『映画はアリスから始まった』のおもしろさ
7月22日に公開のパメラ・B・グリーン監督のドキュメンタリー『映画はアリスから始まった』を試写で見た。原題はBe Natural: The Untold Story of Alice Guy-Blacheである。Be Natural=「自然であれ」は、この映画の主人公、アリス・ギーが作った撮影スタジオの入口に掲げられていた言葉であることが、映画の中に出てくる。
アリス・ギーはサイレント期に活躍した世界初の女性監督だが、この映画は彼女のことを「聞いたことがない」「名前は聞いたけど見たことがない」と監督や評論家や研究者が口々に話すシーンから始まる。確かに映画初期の監督としては、ジョルジュ・メリエスやエドウィン・ポーターほどには知られていない。しかし大学で映画を教えている私には、馴染みの監督だった。
毎年1年生の向けの授業で主要作品を上映しているし、2013年に学生企画の「新・女性映画祭」では「アリス・ギー秀作選」と銘打って10本強をまとめて90分ほどにして上映している。その際にはフランスで出ているDVDを4時間ほど学生と一緒に見て選んだ。そのうえでゴーモン社のアーカイブと交渉をした。
このセレクションはその後アンスティチュ東京でも上映されたから、今回のドキュメンタリーは2018年に作られた映画なのに「知られざる監督」という感じの出だしには少し違和感があった。しかしこの映画は、監督があらゆる知り合いを手繰りに手繰って調査し、私が全く知らないアリス・ギーの姿を見せてくれた。
アリス・ギ―は、1907年34歳の時、イギリス人のハーバート・ブラシェと結婚してゴーモン社のニューヨーク支店長になった彼に付いていった。相手が9歳下だとは知らなかったし、彼らがゴーモンを離れて自分たちの映画会社Solaxを作り、アリス・ギーが監督として活躍していた頃に、夫は別れて別の女とハリウッドに行ったことも知らなかった。
アリス・ギーはフランスに帰り、58年と63年にインタビューに答えている。これは見たことがなかったので貴重だった。さらに映画史家による音声のみのインタビューもあった。もっとすばらしかったのは、晩年の彼女が娘と一緒にいる姿の映像があったこと。生前には自分が監督した作品のクレジットもきちんと認められなかったが、とりあえず娘と幸せそうにしていた。

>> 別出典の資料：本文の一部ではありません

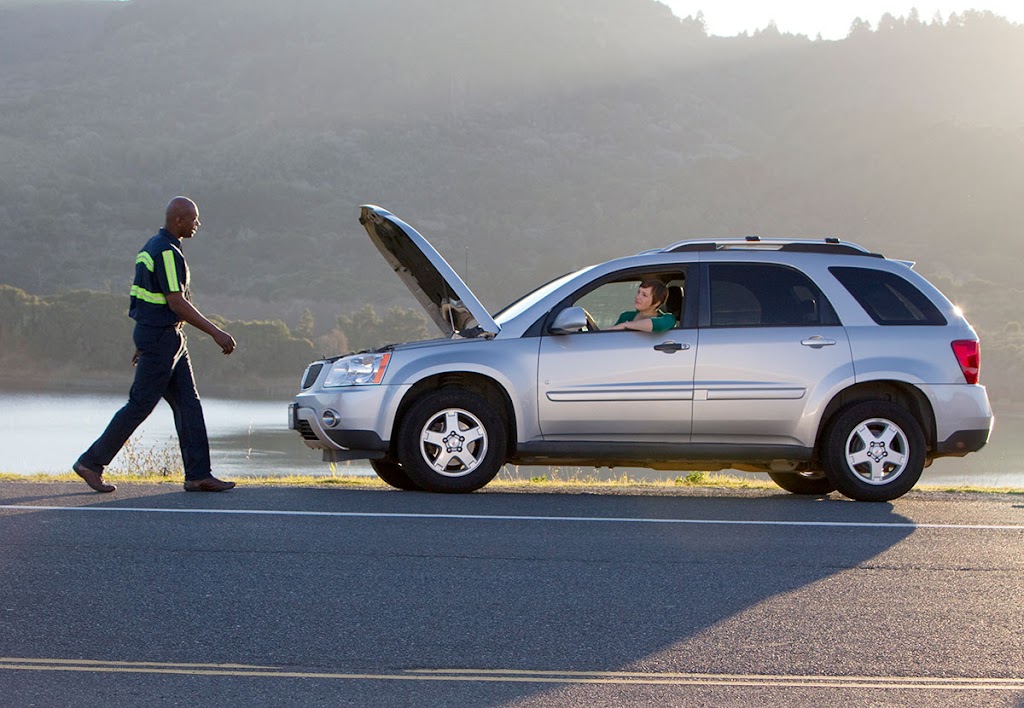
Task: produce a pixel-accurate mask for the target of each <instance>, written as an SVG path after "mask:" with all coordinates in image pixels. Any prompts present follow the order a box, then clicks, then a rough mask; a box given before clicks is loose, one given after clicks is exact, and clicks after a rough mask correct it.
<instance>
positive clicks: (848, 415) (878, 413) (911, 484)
mask: <svg viewBox="0 0 1024 708" xmlns="http://www.w3.org/2000/svg"><path fill="white" fill-rule="evenodd" d="M823 453H824V454H823V457H824V467H825V473H826V474H827V475H828V478H829V480H831V481H833V482H834V483H835V484H836V489H838V490H839V491H840V492H842V493H843V494H845V495H846V496H848V497H850V498H851V499H856V500H857V501H890V500H892V499H896V498H897V497H901V496H903V495H904V494H906V493H907V492H909V491H910V489H911V488H912V487H913V486H914V485H915V484H918V480H920V478H921V473H922V471H924V469H925V433H924V432H923V431H922V429H921V425H920V424H919V423H918V420H916V418H914V417H913V416H912V415H910V413H908V412H907V411H906V409H904V408H903V407H901V406H897V405H896V404H894V403H890V402H888V401H865V402H862V403H858V404H853V405H851V406H849V407H848V408H846V409H845V410H843V411H842V412H841V413H840V414H839V415H838V416H837V417H836V419H835V420H834V421H833V422H831V424H830V425H829V426H828V429H827V431H826V432H825V440H824V447H823Z"/></svg>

彼女が生前に忘れ去られていたのは、ちょうどフランスを留守にしていた間に初めての映画史が何冊か書かれたことが大きいだろう。ジョルジュ・サドゥールのような映画史家の大物も、彼女の功績を認めなかった。そこには明らかに女性蔑視があったと、この映画を見て思った。
残念だったのは、膨大な数の細切れのインタビューを入れ過ぎて、彼女の作品自体があまり出てこないことか。『フェミニズムの結果』などはもっと長く見せて欲しかった。いずれにせよ、アリス・ギーを全く知らない大半の日本人にとっては、この映画はいい導入となるのではないか。将来的に彼女の秀作選が公開され、DVDとなることを期待したい。